Every relationship that I had been in, ended badly through being cheated on, lied to, abused, deceived, abandoned. None of my relationships were good.
I became that damaged girl that we see in TV or some chick flick movies. But it wasn’t that type of damaged as they show in movies that you get over in a month or some right guy comes into your life and your perspectives change over night. I was truly damaged -without a doubt and I still am and it’s not good.
I’m pretty much certain that my every relationship will have the same result. I doubt I’ll ever be able to maintain a healthy romantic relationship.
My emotional fire has burnt out it seems.
I have been told I’m crazy.
My ex who got caught cheating on me told me that cheating was an easy choice being with me and I deserved it. Said I was overactive, dramatic. It was my paranoia. Its was my super defensiveness. It was my anxiety. It was my mental health issues.

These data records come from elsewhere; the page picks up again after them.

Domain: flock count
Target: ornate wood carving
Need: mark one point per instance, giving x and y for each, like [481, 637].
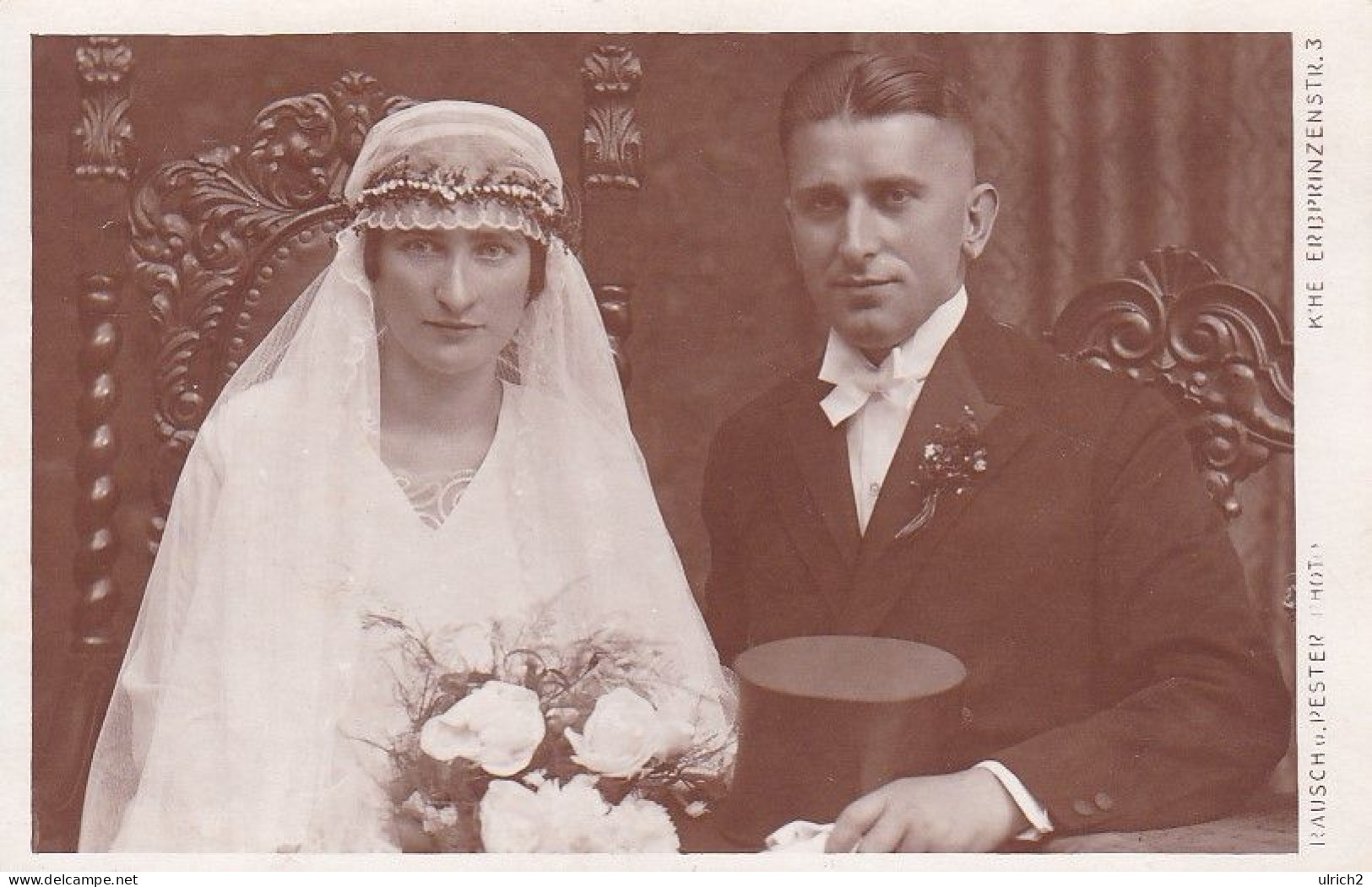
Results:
[103, 138]
[1217, 350]
[612, 144]
[208, 233]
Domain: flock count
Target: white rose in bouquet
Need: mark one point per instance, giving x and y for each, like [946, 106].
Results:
[575, 817]
[512, 817]
[497, 726]
[550, 819]
[641, 825]
[623, 733]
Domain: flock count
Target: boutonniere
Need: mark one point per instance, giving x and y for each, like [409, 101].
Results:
[952, 458]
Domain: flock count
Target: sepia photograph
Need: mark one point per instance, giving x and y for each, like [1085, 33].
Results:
[645, 441]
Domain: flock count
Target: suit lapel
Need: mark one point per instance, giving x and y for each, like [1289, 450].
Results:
[814, 494]
[951, 388]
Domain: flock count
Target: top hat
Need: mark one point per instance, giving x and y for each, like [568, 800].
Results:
[825, 720]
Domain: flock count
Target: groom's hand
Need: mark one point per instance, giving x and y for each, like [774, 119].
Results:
[966, 812]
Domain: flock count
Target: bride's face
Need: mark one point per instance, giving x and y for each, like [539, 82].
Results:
[450, 300]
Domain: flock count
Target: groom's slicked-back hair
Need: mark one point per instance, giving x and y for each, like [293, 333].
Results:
[863, 85]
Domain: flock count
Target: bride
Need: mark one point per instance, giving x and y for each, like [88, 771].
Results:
[435, 432]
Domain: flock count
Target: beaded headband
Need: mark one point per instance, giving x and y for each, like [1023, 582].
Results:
[401, 197]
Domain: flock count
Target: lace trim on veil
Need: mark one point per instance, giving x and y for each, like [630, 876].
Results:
[434, 496]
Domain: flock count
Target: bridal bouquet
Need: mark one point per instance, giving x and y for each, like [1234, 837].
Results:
[519, 742]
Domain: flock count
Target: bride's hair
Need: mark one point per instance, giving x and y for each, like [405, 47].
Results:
[537, 259]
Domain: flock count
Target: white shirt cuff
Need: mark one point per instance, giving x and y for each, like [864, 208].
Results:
[1035, 812]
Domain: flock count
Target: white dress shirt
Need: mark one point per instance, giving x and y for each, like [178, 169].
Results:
[876, 403]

He said I was not good for him anymore although he already knew where I came from and how in the beginning he convinced me he understood it and was desperate for a chance from me to let him in my life.He knew it all! And now I’m not good for him because he found somebody new?!
All of this after Ive completely opened myself up to you, offered you my love and commitment and became vulnerable?? Why couldn’t you do it sooner!
Nobody deserves to be betrayed!
So it’s been a while. Although I live a pretty normal life and look like an average normal person, Im always waking around with a broken heart and a damaged soul. The terrible thing is I had busted my ass off to get somewhat repaired for many many years and it came and found me again. And this time it hit me the hardest. So much so that I’m reconsidering every coping mechanism I ever used. Something has died inside me. Fucking damage seems to always punish the ones who don’t deserve it, the ones who are trying to overcome it.
It punishes the ones who are honest, who are not deceptive, who are genuine and sincere.
Nobody wants to be considered damaged.
I don’t feel good labeling myself like that but it’s the truth and I must accept it. And while I truly believe that you can overcome just about any hardship in life, it’s really hard to control what someone else does to you.
People give me a lot of motivational speech, about how should I react to certain things in life. But emotional and physical abuse, infidelity, being lied to and no trust OR respect in a relationship (over and over again) kills something inside you. Most importantly, it takes away your ability to trust again.
I try my hardest to be a strong woman with her own self worth But it might take me a long time. And no matter how much repair work I have done in me, something inside me has died to never be revived again.